Jul 21, 2022 - News

What you need to know about mail-in voting in Mass.

Illustration of a pattern of checkmarks, some blue, some red.
Illustration: Brendan Lynch/Axios

Thanks to the new voting law, applications for mail-in ballots should be hitting your mailbox right about now.

Why it matters: You no longer have to choose between voting at a poll and work, school, child care or whatever else life throws at you.

  • The expanded voting options are especially helpful with a primary so close to Labor Day, Secretary of State Bill Galvin said in a recent press conference.

Dates to remember:

Aug. 27: The deadline to register to vote

Aug. 29: The deadline to apply for a mail-in ballot

Aug. 27-Sept. 2: Early voting period

Sept. 6: Primary Election Day

What to know: People voting by mail should get their ballot in the mail within a few weeks, sometimes within just a few days, of submitting their applications.

  • The applications and the mail-in ballots come with prepaid postage, so don't worry about buying stamps.
  • Boston voters can also scan the signed application and email it to [email protected]. Other voters can contact their local elections office for information on submitting their application via email.
  • Return your mail-in ballot through the U.S. Postal Service, or put it at one of several drop boxes. (Boston officials plan to post their list of drop box and early voting locations soon on the city website.) Ballots won't be accepted after 8pm on Election Day.

Voting in person?
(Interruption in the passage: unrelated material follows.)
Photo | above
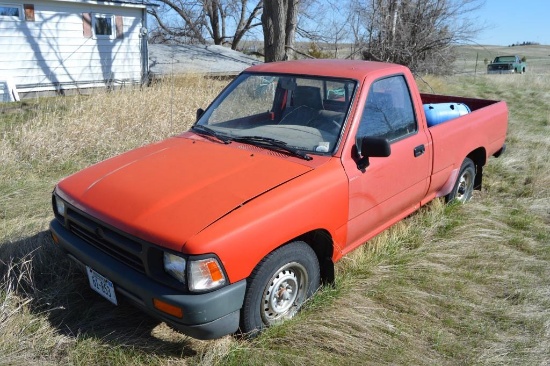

Voters can cast their ballots early at any polling place within Boston between Aug. 27 and Sept. 2.

  • All early voting locations will be ADA-accessible, and will have AutoMark machines — electronic ballot markers designed to increase accessibility for voters with disabilities.
  • As always, you can vote on Election Day, between 7am and 8pm.

Be smart: Check here to make sure your address is accurate and, if necessary, to update your registration information.

  • Applications and ballots can't be forwarded in the mail, so make sure you update your address with the state if you've moved recently (a USPS change of address form won't cut it).

Editor's note: This story has been corrected to note that it's just Boston voters who can email their mail-in voting applications to [email protected] (not all voters).